A healthier twist on cinnamon-raisin swirl bread, this makes fabulous toast. I can’t wait to try it as French toast!
If you can’t find 10-grain flour, pick up a bag of 10-grain bread machine mix and use that.
Makes 2 loaves, 16 slices per loaf
1 1/2 cups water
2 TBL honey
2 tsp salt
1 cup white whole wheat flour
3 cups unbleached bread flour
1/2 cup 10-grain flour
2 tsp yeast
6 TBL sugar
2 1/2 tsp cinnamon
1 TBL flour
1 large egg, beaten with 1 TBL water
1 cup raisins
Add dough ingredients to your bread machine in the order recommended by the manufacturer.

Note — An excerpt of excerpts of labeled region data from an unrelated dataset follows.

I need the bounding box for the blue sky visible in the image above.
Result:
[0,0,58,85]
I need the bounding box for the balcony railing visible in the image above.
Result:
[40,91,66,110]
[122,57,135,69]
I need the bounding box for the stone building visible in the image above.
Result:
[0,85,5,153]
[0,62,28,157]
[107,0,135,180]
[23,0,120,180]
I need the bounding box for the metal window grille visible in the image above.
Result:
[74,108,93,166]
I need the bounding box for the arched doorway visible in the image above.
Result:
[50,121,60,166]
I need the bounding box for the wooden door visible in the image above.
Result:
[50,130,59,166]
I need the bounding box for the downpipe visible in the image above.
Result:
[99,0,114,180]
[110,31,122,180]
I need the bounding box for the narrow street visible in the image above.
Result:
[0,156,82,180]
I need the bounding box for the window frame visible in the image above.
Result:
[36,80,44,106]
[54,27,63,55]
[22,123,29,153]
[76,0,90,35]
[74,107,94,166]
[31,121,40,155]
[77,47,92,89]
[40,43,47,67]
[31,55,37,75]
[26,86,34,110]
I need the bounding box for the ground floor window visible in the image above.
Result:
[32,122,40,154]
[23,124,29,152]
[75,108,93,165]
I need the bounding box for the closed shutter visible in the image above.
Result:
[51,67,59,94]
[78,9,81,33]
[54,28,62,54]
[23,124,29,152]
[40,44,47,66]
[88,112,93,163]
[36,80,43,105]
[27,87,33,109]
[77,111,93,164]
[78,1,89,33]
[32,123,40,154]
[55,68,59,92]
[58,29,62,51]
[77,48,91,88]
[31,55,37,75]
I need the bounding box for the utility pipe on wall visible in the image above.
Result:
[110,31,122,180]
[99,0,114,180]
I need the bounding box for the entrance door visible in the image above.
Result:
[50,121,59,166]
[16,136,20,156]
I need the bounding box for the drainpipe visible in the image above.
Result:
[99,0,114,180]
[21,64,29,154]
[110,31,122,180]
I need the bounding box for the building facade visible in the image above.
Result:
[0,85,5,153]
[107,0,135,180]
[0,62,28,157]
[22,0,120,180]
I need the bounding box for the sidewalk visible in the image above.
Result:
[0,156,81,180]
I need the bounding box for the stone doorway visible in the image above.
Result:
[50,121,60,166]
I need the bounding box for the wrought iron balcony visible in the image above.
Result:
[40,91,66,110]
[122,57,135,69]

Use dough cycle.
When cycle is completed, turn dough onto a floured surface. Cover with a tea towel and allow to rest 10 minutes. Divide in half and roll each piece into a rectangle.
Prepare two loaf pans by brushing with oil.
Combine sugar, cinnamon and flour. Brush beaten egg over dough. Sprinkle with sugar mixture and top with raisins. Roll into a tight cylinder, pinching the ends and bottom. Place in prepared loaf pans. Cover with a tea towel.
Allow to rise 1 hour, then preheat oven to 325 and bake 35 minutes.
Let bread cool completely before slicing.
Nutrition information is per slice of bread and is based on 16 slices per loaf.